According to a report from the independent Uzbek news site uznews.net today, the Initiative Group of Independent Human Rights Activists in Uzbekistan has also reported that officials in Jaslyk are re-sentencing inmates prosecuted on religious charges.
Surat Ikramov, head of the Initiative Group, reported in December that his organization had a list of 39 prisoners who had died in detention. He also told uznews.net that since 2006, each religious prisoner who reached the end of his sentence was being re-tried for "insubordination".
"I know of cases when persons sentenced for religious reasons had their sentence extended three times in a row as they reached the end of a term, with three to six years added on each time," uznews.net quoted him as saying. He believes the government is refusing to release the prisoners not because they fear new terrorist attacks, but as a lesson to intimidate other religious believers.
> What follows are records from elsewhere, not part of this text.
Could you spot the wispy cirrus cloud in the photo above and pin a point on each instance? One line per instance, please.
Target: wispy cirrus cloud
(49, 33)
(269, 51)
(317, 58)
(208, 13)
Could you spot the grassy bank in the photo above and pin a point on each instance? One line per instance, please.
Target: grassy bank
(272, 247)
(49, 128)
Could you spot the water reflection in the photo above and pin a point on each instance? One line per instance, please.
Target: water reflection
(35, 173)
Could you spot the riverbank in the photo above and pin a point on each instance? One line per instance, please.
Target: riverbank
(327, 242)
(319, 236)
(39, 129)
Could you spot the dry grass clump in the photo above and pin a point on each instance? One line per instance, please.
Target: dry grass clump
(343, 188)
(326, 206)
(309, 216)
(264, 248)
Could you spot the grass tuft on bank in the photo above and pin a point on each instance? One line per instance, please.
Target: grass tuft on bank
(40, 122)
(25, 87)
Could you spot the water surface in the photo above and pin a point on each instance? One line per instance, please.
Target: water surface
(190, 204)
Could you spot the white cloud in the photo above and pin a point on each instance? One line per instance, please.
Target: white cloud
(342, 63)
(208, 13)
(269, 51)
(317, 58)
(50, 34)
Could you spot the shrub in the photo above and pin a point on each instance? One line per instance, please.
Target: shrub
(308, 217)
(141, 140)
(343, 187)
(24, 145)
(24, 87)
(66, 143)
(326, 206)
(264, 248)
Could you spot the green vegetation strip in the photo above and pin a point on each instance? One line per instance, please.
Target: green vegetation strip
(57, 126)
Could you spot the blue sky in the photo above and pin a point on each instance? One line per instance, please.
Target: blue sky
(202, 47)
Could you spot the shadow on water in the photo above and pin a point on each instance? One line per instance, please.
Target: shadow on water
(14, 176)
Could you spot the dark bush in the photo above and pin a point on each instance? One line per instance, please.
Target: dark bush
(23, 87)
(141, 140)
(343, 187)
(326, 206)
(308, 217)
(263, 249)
A typical case documented by the Initiative Group is that of Nabijon Mamjanov, 35, detained on his way home from work by police and security agents on suspicion of involvement in Hizb-ut-Tahir in March 1999 , then tortured until he confessed. He was subsequently tried and sentenced in June 1999 to 19 years of prison for "undermining the Constitutional order of the Republic of Uzbekistan," "preparing or distributing materials containing a threat to public security or public order" and "creation, leadership, or participation in religious extremist, separatist, fundamentalist or other banned organizations". Upon appeal, the sentence was reduced to 12 years of prison. Mamjanov served his term in Navoi Prison and was then transferred to Jaslyk in Karakalpakstan, a facility in a remote area known for its torture and murder of inmates.
Mamjanov's wife Shamshikhon came to the prison February 10 for a meeting with her husband, hoping he would be released in March, but then the meeting was postponed. She returned February 12, only to find out he had been sent to an isolation cell and handed an additional term for "insubordination".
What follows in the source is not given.